Ord.io and Zap to Shut Down June 1 After Funding Shortfall
Ord.io, a Bitcoin Ordinals explorer, and companion app Zap will close on June 1 after founders wrote that funding ran out and no path forward remained.
Ord.io, an explorer for Bitcoin Ordinals inscriptions, and its companion trading app Zap will shut down on June 1, the projects’ founders announced on X. The creators said they ran out of funding and did not see a viable path to continue operations.
Ord.io launched in 2023 and offered features for community interaction, including upvotes, replies and public address profiles. The platform later added tools such as “Satributes” for tracking rare satoshis and Block Vision for real-time Runes minting data. Founder Leonidas King posted that more than 1 million people had used Ord.io since its debut. King wrote on X, “In the end we ran out of money and don't see a path forward.” Co-founder Zach Meyer confirmed the decision on the same platform.

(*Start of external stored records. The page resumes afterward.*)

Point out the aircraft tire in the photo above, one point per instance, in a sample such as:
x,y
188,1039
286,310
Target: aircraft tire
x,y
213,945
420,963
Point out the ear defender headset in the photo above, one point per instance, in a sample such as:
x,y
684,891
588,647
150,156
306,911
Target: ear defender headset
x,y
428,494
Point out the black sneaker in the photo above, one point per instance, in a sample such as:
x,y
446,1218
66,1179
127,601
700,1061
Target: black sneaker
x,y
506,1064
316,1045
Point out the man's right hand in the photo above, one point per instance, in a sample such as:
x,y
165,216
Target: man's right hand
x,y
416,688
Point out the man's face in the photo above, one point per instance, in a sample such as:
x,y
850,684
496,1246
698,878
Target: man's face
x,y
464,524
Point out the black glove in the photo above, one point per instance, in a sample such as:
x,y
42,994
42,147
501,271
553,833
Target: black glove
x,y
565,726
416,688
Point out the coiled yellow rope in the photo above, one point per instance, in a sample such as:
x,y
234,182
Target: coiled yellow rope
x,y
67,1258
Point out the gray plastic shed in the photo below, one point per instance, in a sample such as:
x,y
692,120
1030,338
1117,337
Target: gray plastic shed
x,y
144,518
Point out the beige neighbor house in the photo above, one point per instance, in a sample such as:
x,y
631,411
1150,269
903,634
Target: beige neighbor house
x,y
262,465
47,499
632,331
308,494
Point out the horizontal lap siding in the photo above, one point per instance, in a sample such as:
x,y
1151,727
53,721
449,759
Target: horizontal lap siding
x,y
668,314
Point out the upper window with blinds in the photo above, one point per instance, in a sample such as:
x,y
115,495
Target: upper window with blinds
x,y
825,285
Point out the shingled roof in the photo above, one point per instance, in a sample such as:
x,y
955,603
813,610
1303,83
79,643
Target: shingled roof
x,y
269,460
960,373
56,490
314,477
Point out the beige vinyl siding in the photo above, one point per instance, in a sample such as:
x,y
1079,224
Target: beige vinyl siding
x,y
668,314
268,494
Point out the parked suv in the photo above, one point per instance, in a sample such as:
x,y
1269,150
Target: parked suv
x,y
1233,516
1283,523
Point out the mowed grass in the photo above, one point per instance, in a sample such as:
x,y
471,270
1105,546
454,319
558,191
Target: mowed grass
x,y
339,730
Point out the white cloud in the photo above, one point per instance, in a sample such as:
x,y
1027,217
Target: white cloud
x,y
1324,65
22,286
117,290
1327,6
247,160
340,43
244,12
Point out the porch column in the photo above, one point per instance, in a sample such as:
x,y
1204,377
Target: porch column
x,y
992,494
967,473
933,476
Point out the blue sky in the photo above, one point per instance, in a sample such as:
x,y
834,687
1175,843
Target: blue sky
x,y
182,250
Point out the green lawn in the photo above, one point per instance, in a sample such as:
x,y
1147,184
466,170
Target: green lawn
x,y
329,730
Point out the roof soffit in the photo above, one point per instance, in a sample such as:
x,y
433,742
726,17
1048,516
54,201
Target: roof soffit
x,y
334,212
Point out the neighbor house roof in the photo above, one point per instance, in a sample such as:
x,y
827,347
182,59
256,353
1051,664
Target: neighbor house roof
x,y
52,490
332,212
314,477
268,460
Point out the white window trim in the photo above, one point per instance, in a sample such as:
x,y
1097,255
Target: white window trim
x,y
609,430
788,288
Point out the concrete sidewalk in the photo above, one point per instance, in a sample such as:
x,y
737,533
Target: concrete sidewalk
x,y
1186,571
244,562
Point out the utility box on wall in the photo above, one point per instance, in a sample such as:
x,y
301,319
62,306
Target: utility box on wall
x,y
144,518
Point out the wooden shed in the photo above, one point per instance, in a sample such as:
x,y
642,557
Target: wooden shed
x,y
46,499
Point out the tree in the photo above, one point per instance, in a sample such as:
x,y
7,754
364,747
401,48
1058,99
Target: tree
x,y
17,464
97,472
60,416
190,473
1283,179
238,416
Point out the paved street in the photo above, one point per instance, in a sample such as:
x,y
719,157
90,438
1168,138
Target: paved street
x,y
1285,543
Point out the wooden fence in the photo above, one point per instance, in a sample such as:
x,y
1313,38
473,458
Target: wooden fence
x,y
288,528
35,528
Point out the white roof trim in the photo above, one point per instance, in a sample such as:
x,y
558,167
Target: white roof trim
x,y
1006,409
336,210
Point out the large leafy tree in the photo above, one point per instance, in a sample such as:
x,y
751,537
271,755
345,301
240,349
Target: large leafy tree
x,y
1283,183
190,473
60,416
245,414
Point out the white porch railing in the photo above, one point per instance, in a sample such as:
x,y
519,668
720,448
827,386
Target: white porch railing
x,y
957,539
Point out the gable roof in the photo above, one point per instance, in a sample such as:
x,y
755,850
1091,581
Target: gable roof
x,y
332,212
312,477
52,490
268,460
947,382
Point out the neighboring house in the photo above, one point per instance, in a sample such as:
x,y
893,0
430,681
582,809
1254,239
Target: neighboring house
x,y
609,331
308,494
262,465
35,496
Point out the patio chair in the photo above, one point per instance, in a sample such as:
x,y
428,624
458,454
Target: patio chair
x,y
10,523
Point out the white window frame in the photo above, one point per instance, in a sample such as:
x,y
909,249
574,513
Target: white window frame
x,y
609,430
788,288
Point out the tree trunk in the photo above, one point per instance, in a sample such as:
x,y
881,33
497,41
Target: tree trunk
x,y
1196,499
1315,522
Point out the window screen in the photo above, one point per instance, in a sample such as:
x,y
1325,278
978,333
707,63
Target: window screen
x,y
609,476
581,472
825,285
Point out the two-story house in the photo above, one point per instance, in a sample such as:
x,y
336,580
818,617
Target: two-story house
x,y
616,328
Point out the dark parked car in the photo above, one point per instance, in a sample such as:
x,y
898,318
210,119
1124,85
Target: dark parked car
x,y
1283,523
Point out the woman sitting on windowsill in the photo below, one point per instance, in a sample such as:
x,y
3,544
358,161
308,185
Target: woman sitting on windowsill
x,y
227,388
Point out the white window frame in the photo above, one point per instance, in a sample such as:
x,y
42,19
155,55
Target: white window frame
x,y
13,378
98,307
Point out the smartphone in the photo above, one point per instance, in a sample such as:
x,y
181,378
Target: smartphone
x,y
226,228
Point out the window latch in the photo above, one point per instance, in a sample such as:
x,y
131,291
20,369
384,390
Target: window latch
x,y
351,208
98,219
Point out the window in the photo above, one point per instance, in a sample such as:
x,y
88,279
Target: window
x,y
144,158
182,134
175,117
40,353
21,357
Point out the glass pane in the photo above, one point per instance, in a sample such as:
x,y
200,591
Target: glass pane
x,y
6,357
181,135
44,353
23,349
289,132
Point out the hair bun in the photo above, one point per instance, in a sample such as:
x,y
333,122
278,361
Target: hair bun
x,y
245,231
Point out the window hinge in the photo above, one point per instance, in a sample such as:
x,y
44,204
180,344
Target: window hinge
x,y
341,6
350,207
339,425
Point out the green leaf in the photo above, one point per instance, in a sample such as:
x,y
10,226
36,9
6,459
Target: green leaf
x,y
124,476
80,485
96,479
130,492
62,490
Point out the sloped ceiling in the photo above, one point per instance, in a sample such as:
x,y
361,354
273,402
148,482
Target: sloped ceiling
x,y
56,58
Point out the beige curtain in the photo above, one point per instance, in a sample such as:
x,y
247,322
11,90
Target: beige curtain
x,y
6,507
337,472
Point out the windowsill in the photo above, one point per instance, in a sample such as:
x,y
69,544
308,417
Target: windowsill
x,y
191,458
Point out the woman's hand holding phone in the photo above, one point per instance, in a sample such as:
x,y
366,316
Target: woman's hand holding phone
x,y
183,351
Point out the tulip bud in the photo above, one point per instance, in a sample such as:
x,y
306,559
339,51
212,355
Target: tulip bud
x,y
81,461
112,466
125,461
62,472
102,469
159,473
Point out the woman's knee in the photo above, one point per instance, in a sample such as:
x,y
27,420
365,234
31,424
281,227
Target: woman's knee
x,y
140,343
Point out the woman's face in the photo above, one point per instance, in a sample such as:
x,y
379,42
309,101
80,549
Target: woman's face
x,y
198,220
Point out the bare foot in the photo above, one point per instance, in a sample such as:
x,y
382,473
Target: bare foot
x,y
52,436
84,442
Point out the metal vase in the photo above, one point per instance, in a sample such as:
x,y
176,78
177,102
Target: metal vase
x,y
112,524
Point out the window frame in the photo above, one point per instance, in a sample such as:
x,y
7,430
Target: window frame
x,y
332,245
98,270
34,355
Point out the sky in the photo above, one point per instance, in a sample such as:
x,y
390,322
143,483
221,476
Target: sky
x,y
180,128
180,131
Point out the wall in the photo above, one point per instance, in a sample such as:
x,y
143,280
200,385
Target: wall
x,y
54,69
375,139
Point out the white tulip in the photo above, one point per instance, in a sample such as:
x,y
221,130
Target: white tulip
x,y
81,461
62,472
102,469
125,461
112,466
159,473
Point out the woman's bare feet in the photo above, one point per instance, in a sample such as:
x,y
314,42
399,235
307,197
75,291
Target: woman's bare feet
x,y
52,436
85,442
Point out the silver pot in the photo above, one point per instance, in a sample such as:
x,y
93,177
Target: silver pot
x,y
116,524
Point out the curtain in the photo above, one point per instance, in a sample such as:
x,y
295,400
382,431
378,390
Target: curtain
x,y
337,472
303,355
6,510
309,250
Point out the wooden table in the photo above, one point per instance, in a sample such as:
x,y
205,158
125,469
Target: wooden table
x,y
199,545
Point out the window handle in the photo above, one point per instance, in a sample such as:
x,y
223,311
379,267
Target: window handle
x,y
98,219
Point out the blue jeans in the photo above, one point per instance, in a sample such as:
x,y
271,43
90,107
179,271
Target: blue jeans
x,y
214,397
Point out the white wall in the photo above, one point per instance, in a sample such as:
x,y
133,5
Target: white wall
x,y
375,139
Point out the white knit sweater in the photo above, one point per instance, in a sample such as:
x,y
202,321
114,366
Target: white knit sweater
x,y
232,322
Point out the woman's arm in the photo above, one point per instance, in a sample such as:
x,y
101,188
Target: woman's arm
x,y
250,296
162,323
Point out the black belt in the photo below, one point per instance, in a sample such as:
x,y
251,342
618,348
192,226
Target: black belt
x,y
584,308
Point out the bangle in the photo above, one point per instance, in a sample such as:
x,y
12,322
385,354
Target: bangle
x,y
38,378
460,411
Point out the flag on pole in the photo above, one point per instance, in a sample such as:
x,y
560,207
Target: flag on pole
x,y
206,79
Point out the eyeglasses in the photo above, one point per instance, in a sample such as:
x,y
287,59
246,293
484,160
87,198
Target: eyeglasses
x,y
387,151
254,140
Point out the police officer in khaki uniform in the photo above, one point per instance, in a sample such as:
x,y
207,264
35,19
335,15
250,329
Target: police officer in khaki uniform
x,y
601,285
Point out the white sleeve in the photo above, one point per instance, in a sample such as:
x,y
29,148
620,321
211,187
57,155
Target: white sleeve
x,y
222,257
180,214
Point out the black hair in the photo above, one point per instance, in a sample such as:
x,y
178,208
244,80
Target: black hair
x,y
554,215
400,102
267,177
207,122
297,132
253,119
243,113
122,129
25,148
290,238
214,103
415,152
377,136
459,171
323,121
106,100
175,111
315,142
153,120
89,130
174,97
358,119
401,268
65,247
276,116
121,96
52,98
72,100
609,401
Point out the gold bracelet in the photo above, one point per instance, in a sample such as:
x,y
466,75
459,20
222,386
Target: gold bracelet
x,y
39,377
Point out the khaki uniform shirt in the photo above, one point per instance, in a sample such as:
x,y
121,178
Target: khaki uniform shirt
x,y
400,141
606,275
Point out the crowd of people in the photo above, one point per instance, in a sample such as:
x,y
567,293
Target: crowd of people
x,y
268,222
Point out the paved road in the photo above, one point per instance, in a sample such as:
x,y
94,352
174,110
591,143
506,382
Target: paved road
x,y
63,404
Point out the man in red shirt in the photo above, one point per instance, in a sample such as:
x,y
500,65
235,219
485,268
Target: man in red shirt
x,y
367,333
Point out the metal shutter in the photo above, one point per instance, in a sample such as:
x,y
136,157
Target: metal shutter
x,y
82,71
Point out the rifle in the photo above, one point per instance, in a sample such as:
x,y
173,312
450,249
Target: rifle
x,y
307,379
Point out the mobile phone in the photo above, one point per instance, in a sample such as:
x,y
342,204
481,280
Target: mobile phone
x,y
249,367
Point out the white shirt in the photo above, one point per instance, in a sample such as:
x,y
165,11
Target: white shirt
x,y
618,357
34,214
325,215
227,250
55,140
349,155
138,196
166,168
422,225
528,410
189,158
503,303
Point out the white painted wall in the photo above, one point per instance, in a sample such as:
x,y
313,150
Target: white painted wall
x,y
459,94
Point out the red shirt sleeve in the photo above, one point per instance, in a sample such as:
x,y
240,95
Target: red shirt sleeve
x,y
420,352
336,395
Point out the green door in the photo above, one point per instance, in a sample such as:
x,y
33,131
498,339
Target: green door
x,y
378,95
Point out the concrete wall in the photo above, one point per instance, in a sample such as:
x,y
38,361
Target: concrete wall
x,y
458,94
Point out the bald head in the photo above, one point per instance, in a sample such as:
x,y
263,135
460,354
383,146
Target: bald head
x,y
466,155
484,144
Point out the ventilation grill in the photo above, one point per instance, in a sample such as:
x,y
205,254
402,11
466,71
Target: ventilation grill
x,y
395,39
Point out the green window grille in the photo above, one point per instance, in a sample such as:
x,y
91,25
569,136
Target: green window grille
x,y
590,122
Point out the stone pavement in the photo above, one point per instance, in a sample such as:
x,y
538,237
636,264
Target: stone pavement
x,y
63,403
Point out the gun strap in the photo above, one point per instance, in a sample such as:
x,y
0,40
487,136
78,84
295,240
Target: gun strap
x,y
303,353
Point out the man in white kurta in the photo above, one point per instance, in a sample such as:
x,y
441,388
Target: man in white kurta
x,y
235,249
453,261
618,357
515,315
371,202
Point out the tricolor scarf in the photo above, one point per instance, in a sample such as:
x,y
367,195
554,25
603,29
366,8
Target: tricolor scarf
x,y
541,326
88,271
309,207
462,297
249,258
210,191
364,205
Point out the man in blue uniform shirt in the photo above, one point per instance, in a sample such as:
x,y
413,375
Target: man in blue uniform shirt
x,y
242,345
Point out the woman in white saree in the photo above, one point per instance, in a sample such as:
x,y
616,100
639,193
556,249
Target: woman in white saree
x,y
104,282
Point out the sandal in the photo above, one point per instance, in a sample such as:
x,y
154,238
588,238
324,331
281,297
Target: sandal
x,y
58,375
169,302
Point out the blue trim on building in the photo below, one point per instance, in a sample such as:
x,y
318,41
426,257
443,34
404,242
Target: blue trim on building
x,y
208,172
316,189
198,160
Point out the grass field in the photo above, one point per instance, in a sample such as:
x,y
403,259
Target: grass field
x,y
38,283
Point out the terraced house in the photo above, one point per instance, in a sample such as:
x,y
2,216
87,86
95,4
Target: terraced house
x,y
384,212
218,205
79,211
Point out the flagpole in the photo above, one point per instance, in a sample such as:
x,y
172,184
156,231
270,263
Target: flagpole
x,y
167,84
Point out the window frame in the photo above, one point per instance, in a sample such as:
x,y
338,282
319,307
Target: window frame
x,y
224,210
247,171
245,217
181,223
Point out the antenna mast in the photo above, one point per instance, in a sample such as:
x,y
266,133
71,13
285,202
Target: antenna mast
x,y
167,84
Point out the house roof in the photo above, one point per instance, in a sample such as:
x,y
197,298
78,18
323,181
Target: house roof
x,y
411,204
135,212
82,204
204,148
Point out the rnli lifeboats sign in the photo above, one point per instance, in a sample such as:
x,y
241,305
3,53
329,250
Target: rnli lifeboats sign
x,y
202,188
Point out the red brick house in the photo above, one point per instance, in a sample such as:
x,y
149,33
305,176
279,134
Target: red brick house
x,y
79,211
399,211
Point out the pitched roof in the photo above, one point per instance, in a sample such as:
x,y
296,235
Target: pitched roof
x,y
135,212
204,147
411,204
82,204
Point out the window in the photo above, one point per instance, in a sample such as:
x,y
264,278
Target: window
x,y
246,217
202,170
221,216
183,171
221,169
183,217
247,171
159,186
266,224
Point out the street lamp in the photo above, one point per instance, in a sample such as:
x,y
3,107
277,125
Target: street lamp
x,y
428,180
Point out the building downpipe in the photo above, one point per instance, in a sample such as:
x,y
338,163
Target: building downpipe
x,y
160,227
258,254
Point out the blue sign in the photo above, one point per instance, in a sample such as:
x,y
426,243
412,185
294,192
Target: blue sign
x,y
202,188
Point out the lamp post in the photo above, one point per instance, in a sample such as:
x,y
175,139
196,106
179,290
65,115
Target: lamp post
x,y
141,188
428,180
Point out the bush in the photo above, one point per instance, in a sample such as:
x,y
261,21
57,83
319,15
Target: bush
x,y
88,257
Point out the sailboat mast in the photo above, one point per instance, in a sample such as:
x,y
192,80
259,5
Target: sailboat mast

Zap was a self-custodial mobile app designed to let users sign up, buy and trade bitcoin memecoins in under 30 seconds. The team wrote that Zap met its technical goal but failed to attract enough users or revenue to continue operating. Users were instructed to log into their accounts and export private keys to Phantom or another wallet to keep control of any tokens or satoshis they hold.
To preserve the platform’s public record, the founders said they will upload the full history of upvotes, replies and public address profiles to GitHub. They also indicated they are open to an outside party taking over the codebase or hosting to maintain the service.
Ordinals is a protocol that lets arbitrary data-images, text or code-be inscribed onto individual satoshis, the smallest unit of bitcoin. That capability created an NFT-like ecosystem on Bitcoin and drove heavy inscription activity in 2023, when inscriptions generated millions of dollars in daily fees. Activity has since cooled from those peak levels.
The founders advised users to secure private keys and to download any local copies of data they need before the services go offline on June 1.